A clip of it was shared by a reporter before.

The PPCRV is responsible for voter education initiatives and ensuring that the election results are accurate by conducting a parallel vote count once the partial and unofficial results come in.

“To explain to the public, what we are doing is to answer that ever-big question and doubt in their mind, ‘What happens to my ballot after I stick it into the VCM (vote-counting machine)?’ Nobody sees that right?” PPCRV chair Myla Villanueva said in an interview before.

“So to alleviate and assuage that concern, this process in UST (University of Santo Tomas) is assuring that no dagdag-bawas is happening. There was not a hack and things are as it should be,” she added.

“Dagdag-bawas” is a term for vote padding-shaving.

The PPCRV is given the fourth copy of the transmitted election returns from the VCMs. The results are manually encoded to check if these will match with the electronic results from the Comelec transparency server.

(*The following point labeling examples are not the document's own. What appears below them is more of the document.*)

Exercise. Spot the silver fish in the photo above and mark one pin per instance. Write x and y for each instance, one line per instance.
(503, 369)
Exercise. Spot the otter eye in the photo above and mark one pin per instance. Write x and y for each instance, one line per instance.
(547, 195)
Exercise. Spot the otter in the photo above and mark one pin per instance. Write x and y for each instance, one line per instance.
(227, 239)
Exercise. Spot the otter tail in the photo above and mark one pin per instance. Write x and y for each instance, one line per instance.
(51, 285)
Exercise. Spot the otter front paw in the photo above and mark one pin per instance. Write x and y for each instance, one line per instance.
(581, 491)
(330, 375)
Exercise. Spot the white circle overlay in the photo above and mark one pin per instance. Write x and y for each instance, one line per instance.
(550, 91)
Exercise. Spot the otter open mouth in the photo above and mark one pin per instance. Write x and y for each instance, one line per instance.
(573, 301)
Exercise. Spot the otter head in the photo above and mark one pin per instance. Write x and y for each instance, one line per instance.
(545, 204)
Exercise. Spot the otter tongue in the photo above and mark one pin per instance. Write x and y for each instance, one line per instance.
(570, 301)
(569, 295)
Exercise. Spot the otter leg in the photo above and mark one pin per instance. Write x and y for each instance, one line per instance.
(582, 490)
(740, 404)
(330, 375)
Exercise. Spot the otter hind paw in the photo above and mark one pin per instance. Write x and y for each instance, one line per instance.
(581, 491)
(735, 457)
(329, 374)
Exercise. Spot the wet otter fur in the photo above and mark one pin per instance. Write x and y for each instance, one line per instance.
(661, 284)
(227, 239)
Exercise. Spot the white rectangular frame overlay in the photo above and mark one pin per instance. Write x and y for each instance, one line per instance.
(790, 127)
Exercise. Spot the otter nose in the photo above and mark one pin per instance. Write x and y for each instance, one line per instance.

Different people are assigned to manually receive, sort, encode, and review data that come from the election returns. The encoding process is also checked twice to ensure accuracy.

“What we do at PPCRV is to check against transmission fraud when ERs (election returns) go into cyberspace. To protect against a term you know as dagdag-Bawas. We compare pre-transmission ERs to post-transmission ERs. Together [with] others, it is a wholistic audit of the process, in any election cycle,” Villanueva said in another interview.

Meanwhile, those conducting random manual audits are the National Citizens’ Movement for Free Elections and the Legal Network for Truthful Elections.

The process entails reading out ballots in a randomly chosen precinct, manually tallying them and then comparing them to the official count from vote-counting machines.